Semiotics of music videos is the observation of symbolism used within music videos.

==Overview==
Semiotics in popular music, or mesomusica, is different from semiotics in other musical forms, because pop music denotes a cultural object (Matusitz, 2004). Popular music has many signs in itself because it has many components and uses, but it also appeals to the emotions of a generation. Music is the “logical expression” of feelings, a "symbolic form". Music videos are an example of syntagm, wherein interacting signifiers form a meaningful whole. Music videos are also considered a multimodal genre because one semiotic system is joined syntagmatically to another semiotic system, which results in a signified indexical meaning. The process of music correlated with visuals can be described in terms of two basic mechanisms: temporal synchronicity and cross-modal homology. By incorporating the two modalities, sound and image, we can interpret a unified syntagm. Music videos are known to be visually secondary signified in combination with the semantic content of the lyrics. Semiotics in music videos is different from a pragmatic analysis because we can uphold that semiotics searches for meaning by considering sign production and progress, while pragmatics searches for meaning by considering the intentions of semantics and the context it has evolved in.

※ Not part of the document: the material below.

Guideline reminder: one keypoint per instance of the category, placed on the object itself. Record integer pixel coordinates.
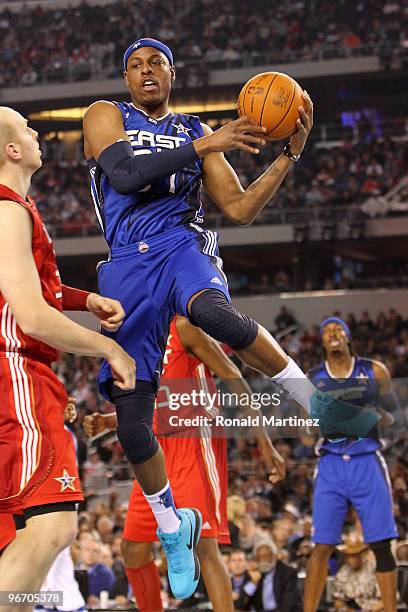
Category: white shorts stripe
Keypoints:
(22, 397)
(208, 451)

There are early critics of the importance of analyzing music videos as a semiotic system. Frederic Jameson's definition of music videos is as a schizophrenic string of isolated, discontinued signifiers, failing to link up into a coherent sequence, thus a string without a center.

==Invisible editing==
Many semiotic analysts have examined music videos to decode messages that are being sent to viewers.

Invisible editing (a semiotic term) refers to what film editors use to almost decode a song's message for the audience through narrative actions. Daniel Chandler's example from famous film editor Ralph Rosenblum describes this progression: "a man awakens suddenly in the middle of the night, bolts up in bed, stares ahead intensely, and twitches his nose. Then the film directs towards a room where two people are desperately fighting a billowing blaze" (Chandler, pp. 166, 2007). Because of the actions of the actors, the audience is aware of the next scene before it is shown.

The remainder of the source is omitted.